Bringt die deutschen Tennisherren wieder auf Kurs: Daviscup-Kapitän Carsten Arriens Foto: dpa

Er ist gerade mal drei Wochen im Amt, und doch hat er eine Menge zu tun: Daviscup-Teamchef Carsten Arriens will mit seiner Equipe den Neuanfang machen – einer der dringend nötig ist.

Stuttgart - Er ist gerade mal drei Wochen im Amt, und doch hat er eine Menge zu tun: Daviscup-Teamchef Carsten Arriens will mit seiner Equipe den Neuanfang machen – einer der dringend nötig ist.

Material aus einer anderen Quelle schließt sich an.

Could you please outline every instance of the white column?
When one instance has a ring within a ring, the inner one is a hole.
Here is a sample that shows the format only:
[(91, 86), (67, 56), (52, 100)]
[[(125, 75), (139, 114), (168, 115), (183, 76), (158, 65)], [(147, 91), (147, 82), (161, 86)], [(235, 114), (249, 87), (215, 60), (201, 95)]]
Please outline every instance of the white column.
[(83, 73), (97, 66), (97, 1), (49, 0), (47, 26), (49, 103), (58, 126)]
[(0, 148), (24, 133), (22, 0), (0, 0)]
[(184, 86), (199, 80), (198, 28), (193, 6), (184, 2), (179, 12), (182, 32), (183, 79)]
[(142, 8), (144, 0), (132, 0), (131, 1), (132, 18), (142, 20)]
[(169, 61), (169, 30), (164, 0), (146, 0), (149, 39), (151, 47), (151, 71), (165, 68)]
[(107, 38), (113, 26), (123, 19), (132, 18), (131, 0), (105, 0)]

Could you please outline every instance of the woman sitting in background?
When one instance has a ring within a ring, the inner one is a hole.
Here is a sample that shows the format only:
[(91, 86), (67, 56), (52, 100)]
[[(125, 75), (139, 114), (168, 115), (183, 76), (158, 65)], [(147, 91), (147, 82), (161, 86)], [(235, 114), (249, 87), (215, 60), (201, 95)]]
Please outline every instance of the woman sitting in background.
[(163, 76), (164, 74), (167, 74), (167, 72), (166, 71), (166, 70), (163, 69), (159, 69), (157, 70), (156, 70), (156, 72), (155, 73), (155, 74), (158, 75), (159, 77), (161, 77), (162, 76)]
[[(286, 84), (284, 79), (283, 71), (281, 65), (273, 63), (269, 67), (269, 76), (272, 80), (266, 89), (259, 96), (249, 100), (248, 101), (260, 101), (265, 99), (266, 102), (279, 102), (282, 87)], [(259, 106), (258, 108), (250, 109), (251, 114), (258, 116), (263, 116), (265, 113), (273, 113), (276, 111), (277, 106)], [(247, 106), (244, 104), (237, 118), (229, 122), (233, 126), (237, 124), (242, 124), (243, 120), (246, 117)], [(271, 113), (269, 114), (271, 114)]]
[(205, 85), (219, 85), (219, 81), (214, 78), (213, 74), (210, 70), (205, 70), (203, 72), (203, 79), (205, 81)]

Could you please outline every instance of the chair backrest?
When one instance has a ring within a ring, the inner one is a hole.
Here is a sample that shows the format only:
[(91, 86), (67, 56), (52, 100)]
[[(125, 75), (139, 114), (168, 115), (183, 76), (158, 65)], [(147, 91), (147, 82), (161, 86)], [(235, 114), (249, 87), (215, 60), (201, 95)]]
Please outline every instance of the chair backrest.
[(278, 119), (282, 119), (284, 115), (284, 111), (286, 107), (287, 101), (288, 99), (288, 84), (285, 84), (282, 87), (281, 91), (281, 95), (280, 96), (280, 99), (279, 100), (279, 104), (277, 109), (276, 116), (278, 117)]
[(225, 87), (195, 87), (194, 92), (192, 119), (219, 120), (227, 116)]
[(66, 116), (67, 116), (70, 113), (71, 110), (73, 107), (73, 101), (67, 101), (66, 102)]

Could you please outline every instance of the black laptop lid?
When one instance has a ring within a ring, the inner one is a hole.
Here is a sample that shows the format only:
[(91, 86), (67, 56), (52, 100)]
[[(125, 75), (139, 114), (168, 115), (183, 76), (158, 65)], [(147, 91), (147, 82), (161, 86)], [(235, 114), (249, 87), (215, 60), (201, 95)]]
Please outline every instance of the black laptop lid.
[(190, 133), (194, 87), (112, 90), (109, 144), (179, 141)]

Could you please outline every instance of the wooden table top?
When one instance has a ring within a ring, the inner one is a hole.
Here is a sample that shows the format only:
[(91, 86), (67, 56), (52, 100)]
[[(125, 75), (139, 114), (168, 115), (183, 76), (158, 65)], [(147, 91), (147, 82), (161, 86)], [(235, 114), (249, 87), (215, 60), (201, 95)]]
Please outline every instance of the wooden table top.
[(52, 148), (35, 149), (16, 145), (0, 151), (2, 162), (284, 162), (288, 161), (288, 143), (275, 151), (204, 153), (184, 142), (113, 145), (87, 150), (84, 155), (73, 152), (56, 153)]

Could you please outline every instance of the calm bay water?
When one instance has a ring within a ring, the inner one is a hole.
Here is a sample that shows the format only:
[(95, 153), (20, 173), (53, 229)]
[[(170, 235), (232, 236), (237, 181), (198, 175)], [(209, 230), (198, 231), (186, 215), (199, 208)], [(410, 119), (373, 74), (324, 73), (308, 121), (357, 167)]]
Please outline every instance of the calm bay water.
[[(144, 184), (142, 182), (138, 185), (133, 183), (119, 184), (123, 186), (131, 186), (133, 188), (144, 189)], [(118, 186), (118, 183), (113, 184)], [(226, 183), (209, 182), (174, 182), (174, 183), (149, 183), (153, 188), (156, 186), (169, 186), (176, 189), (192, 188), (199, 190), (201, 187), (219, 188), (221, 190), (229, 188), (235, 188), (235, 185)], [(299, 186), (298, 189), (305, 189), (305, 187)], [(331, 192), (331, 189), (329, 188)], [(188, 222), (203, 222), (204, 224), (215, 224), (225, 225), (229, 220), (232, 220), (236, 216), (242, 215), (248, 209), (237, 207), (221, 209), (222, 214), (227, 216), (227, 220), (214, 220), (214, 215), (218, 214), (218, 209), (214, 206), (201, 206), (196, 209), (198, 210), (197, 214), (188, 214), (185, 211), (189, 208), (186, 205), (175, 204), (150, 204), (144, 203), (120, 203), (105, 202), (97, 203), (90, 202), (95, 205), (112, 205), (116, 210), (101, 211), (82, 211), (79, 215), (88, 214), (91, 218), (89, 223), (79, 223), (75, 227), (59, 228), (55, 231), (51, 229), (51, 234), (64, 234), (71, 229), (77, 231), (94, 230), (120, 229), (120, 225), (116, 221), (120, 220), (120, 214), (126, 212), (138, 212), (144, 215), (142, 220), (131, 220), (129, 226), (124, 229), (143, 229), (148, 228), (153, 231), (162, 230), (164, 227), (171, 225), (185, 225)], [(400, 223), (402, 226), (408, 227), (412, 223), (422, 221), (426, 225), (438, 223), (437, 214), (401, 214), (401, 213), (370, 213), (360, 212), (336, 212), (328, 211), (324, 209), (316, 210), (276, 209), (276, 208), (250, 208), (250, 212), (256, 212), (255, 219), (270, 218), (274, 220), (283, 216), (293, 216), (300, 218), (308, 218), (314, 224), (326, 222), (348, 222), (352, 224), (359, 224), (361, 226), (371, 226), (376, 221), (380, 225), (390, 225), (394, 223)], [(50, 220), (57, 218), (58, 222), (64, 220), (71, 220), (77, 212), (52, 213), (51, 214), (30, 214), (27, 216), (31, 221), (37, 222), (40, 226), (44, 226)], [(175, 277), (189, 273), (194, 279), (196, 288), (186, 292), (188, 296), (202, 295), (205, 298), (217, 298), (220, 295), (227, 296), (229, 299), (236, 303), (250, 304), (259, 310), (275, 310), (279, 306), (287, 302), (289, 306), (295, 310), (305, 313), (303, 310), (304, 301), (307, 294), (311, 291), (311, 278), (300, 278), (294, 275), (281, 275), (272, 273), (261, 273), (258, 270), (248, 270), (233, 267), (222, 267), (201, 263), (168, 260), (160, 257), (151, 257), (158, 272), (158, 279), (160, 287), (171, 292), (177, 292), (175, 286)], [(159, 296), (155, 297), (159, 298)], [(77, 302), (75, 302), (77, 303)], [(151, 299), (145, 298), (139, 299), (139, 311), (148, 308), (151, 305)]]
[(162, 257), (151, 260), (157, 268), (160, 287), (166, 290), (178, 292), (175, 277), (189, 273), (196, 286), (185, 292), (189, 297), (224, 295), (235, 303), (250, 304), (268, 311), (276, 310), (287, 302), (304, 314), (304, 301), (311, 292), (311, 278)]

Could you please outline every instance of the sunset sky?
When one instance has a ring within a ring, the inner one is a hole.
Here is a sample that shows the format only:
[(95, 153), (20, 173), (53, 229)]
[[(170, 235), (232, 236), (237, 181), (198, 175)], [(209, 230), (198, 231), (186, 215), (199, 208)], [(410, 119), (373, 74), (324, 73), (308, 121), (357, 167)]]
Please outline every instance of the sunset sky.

Herr Arriens, man weiß gar nicht, wie man Sie ansprechen soll. Herr Bundestrainer – oder reicht Daviscup-Kapitän?
Beide Begriffe sind richtig.

Dennoch unterscheidet sich Ihr Aufgabenfeld von dem Ihres Vorgängers Patrik Kühnen.
Formell nicht, inhaltlich schon. Zumal ich nicht nur für das Daviscup-Team zuständig bin, sondern auch für den Nachwuchsbereich, beginnend ab der U 18. Gemeinsam mit Michael Kohlmann plane und gestalte ich diesen Bereich in einer Doppelspitze.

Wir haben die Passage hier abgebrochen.